Читать книгу Principles of Plant Genetics and Breeding - George Acquaah - Страница 202

Genomic selection and its application in plant breeding is the subject of Chapter 25. Selection in conventional plant breeding generally relies on breeding values estimated from pedigree‐based mixed models that cannot account for Mendelian segregation, and in the absence of inbreeding, can only explain one half of the genetic variability (individual contributes only half of its alleles to the next generation as previously stated). Molecular markers have the capacity to track mendelian segregation as several positions of the genome of the organism, thereby increasing the accuracy of estimates of genetic values (and the genetic progress achievable when the predictions are used for selection in breeding). Even though marker‐assisted selection (MAS) (see Chapter 24) has achieved some success, its application to improving quantitative traits is hampered by various factors. The biparental mating designs used for detection of loci affecting quantitative traits and statistical methods used are not well‐suited to traits that are under polygenic control (MAS uses molecular markers in linkage disequilibrium with QTL).

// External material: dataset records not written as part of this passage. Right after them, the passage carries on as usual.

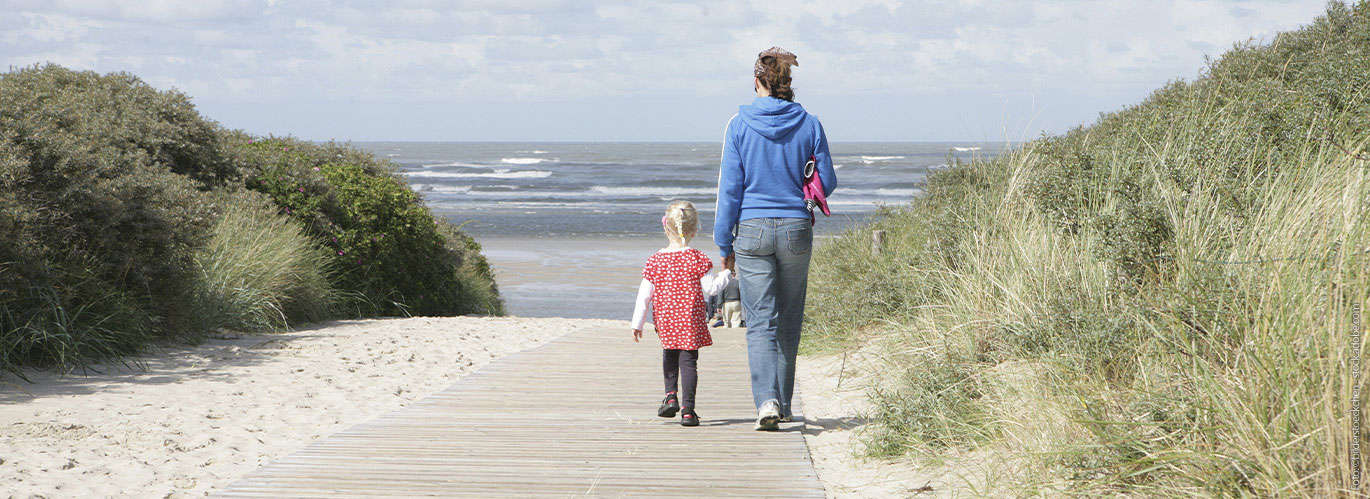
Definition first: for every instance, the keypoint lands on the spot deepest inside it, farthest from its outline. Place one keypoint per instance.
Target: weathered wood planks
(576, 417)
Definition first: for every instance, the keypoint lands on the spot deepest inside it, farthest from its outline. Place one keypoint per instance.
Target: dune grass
(259, 272)
(1161, 303)
(126, 218)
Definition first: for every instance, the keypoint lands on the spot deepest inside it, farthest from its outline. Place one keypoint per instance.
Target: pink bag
(814, 191)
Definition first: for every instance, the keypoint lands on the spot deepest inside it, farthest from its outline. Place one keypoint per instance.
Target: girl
(674, 283)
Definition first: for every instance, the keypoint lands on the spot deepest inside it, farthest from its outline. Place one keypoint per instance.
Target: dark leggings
(681, 365)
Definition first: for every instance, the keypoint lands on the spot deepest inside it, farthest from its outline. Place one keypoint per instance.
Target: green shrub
(384, 241)
(259, 272)
(125, 220)
(100, 181)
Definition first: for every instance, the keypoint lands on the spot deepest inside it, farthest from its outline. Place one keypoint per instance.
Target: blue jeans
(773, 273)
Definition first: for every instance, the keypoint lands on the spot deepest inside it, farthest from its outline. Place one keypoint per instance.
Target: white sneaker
(767, 418)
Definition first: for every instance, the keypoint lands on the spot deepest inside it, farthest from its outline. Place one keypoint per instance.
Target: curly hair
(773, 71)
(684, 221)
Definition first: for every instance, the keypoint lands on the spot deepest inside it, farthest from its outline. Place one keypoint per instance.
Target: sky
(552, 70)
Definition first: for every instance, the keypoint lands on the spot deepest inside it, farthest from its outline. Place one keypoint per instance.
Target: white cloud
(428, 51)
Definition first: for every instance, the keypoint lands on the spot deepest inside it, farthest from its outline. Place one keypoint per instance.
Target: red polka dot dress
(677, 299)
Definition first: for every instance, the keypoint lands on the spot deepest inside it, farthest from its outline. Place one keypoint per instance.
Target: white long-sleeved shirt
(710, 284)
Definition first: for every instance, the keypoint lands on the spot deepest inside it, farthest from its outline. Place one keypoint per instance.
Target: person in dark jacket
(763, 225)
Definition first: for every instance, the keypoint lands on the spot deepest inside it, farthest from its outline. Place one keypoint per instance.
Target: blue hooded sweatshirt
(762, 173)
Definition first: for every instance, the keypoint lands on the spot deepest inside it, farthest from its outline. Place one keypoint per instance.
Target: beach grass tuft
(128, 218)
(1161, 303)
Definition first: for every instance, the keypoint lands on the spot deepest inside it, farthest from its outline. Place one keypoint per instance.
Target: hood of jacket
(770, 117)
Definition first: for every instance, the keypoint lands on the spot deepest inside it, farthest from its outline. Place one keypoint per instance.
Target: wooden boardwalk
(576, 417)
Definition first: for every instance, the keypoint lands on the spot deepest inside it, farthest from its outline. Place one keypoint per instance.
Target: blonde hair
(682, 221)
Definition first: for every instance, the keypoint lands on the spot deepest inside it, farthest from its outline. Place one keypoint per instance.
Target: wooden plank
(573, 417)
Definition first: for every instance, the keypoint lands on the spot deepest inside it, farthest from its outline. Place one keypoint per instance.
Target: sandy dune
(200, 417)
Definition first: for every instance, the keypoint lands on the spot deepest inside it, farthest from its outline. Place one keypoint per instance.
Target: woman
(763, 225)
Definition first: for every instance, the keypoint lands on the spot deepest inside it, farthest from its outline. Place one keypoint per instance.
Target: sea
(567, 225)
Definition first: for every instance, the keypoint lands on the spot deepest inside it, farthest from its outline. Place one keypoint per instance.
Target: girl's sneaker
(669, 406)
(767, 417)
(689, 418)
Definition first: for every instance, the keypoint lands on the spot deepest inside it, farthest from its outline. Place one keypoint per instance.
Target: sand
(200, 417)
(833, 391)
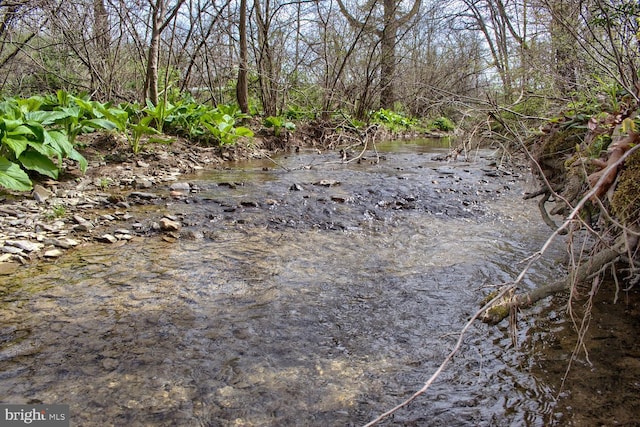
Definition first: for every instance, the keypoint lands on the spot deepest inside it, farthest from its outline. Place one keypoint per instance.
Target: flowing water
(307, 293)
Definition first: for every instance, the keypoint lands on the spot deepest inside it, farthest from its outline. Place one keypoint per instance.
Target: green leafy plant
(56, 211)
(36, 131)
(443, 124)
(278, 124)
(223, 128)
(392, 120)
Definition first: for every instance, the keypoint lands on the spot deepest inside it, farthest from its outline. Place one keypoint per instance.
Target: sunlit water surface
(326, 316)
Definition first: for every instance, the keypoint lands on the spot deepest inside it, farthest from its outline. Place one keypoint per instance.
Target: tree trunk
(151, 78)
(501, 309)
(102, 39)
(242, 88)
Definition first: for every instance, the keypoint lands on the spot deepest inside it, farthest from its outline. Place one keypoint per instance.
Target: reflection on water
(273, 326)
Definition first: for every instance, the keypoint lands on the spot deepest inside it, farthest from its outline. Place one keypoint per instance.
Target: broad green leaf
(58, 141)
(243, 131)
(9, 124)
(99, 124)
(40, 163)
(17, 144)
(12, 177)
(21, 130)
(82, 162)
(46, 117)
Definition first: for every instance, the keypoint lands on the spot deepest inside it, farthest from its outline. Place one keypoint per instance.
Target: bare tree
(387, 32)
(162, 14)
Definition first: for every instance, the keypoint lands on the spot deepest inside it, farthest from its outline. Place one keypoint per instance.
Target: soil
(92, 206)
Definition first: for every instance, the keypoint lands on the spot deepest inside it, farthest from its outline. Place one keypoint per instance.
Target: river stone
(25, 245)
(64, 243)
(142, 182)
(53, 253)
(167, 224)
(11, 250)
(107, 238)
(327, 183)
(180, 186)
(110, 364)
(142, 195)
(83, 227)
(7, 268)
(40, 194)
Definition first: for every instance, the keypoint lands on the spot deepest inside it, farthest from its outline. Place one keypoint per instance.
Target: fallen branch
(498, 312)
(446, 360)
(617, 250)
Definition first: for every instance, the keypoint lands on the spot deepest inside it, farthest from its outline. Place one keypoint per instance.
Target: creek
(304, 293)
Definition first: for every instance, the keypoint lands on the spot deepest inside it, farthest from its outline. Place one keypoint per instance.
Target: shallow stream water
(307, 293)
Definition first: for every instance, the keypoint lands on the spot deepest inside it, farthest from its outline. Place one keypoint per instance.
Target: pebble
(53, 253)
(107, 238)
(25, 245)
(167, 224)
(180, 186)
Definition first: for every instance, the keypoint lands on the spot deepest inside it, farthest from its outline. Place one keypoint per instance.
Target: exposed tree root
(600, 260)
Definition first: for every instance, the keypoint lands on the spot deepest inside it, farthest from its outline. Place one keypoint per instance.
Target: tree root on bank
(502, 308)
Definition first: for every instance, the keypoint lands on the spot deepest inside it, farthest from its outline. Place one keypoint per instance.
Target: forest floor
(85, 207)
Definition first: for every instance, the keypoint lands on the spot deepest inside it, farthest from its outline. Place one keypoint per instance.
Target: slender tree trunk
(242, 88)
(102, 42)
(388, 55)
(151, 79)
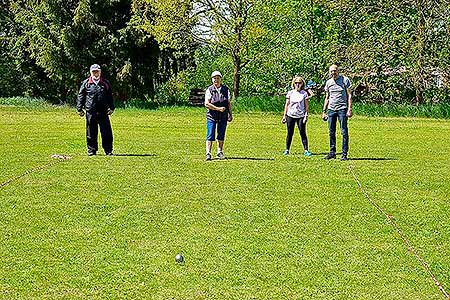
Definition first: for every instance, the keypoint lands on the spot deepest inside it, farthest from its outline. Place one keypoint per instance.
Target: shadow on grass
(245, 158)
(134, 154)
(371, 158)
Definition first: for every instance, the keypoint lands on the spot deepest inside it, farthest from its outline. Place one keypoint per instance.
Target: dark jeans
(93, 121)
(333, 116)
(211, 126)
(290, 124)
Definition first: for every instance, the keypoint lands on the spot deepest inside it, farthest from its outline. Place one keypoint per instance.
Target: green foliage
(175, 91)
(274, 228)
(398, 51)
(24, 101)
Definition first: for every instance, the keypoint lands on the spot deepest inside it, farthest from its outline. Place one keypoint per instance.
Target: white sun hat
(216, 73)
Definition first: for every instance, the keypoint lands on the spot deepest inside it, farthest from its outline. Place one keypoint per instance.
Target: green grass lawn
(255, 226)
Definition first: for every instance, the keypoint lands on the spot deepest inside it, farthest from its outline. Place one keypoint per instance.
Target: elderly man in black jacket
(95, 96)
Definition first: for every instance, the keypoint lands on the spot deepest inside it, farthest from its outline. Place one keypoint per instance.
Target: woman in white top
(296, 112)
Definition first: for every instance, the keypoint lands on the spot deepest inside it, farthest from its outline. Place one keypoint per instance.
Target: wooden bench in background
(197, 97)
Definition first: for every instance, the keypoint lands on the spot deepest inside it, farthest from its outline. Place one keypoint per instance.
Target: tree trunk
(236, 76)
(419, 78)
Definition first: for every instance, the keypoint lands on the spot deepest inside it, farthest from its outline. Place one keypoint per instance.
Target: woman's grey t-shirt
(337, 91)
(296, 107)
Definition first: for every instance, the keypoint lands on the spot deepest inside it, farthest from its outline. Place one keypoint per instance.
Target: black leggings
(290, 123)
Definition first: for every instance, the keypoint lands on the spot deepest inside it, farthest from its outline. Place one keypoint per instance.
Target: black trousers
(290, 124)
(93, 122)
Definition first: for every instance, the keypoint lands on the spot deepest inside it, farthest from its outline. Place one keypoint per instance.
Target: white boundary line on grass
(390, 220)
(59, 158)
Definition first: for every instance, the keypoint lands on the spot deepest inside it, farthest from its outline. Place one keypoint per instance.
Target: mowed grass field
(255, 226)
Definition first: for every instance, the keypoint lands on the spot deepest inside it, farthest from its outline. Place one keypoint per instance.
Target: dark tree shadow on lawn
(135, 154)
(371, 158)
(244, 158)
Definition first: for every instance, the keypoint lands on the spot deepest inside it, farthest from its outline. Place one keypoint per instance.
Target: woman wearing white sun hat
(218, 103)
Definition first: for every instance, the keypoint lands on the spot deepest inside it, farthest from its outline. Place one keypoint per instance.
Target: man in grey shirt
(337, 106)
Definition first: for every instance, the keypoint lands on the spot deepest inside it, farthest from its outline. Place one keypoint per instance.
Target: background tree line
(155, 51)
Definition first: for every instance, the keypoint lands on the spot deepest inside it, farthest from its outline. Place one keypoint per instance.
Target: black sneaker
(330, 156)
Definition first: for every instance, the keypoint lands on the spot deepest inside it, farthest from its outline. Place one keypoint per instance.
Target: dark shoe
(330, 156)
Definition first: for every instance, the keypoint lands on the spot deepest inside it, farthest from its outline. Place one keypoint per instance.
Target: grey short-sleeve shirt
(337, 91)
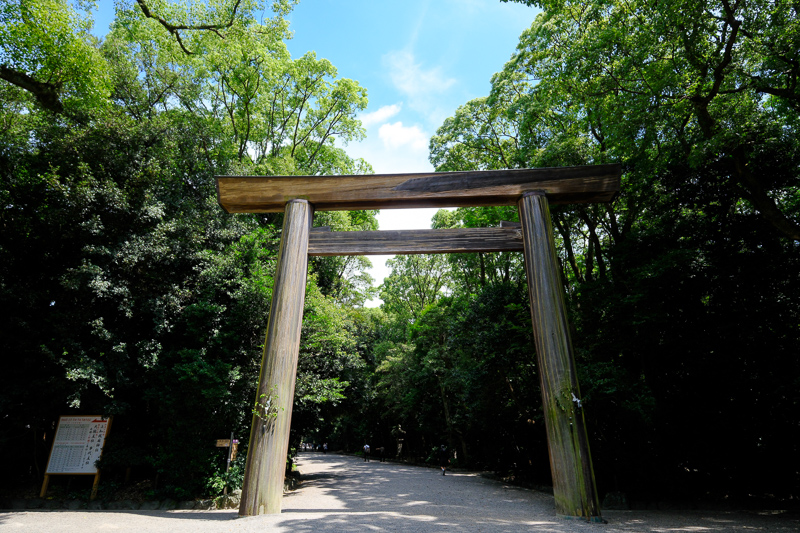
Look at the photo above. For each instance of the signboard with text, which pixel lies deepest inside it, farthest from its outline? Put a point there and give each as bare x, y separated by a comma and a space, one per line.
77, 445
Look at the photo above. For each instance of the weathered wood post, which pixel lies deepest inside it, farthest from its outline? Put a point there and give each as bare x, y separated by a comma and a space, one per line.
570, 460
272, 413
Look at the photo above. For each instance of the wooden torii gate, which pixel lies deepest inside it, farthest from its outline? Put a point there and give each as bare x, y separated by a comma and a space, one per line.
530, 189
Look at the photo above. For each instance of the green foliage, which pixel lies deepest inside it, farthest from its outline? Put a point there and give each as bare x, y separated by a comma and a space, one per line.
134, 295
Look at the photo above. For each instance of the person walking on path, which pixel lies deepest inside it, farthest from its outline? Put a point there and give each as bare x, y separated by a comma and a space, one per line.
444, 458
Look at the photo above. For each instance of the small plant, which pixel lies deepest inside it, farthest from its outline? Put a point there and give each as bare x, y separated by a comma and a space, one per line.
266, 406
233, 478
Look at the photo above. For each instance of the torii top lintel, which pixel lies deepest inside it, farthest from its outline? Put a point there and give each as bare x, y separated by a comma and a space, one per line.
269, 194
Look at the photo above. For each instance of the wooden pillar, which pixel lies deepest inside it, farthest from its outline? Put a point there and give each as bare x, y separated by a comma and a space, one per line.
570, 459
272, 412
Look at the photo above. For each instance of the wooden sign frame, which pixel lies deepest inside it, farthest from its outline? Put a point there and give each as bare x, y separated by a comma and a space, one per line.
531, 190
90, 442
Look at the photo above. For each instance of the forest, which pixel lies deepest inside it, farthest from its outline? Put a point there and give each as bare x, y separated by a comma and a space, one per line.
129, 292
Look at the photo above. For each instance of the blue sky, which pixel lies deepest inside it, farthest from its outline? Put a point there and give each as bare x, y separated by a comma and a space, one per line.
418, 59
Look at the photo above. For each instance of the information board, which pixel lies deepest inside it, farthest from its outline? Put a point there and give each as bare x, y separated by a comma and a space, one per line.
78, 444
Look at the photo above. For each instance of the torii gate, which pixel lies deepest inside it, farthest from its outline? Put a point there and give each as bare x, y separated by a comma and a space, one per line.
530, 189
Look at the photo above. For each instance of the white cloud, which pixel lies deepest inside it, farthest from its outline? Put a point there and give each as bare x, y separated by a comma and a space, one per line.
419, 84
381, 115
396, 135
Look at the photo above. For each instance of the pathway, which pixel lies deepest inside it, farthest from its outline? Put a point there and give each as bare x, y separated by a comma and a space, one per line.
345, 494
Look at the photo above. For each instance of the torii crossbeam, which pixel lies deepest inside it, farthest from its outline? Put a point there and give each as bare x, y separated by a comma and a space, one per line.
532, 190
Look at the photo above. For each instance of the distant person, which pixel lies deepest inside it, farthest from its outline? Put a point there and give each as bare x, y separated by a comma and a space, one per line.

Genomic selection (or genome‐wide selection) is proposed as a more effective approach to improving quantitative traits. It uses all the available molecular markers across the entire genome (there are thousands of genome‐wide molecular markers) to estimate genetic or breeding values. Using high‐density marker scores in the prediction model and high throughput genotyping, genomic selection avoids biased marker effect estimates and captures more of the variation due to the small‐effect QTL. Genomic selection has advantages. It can accelerate the selection cycles and increase the selection gains per unit time.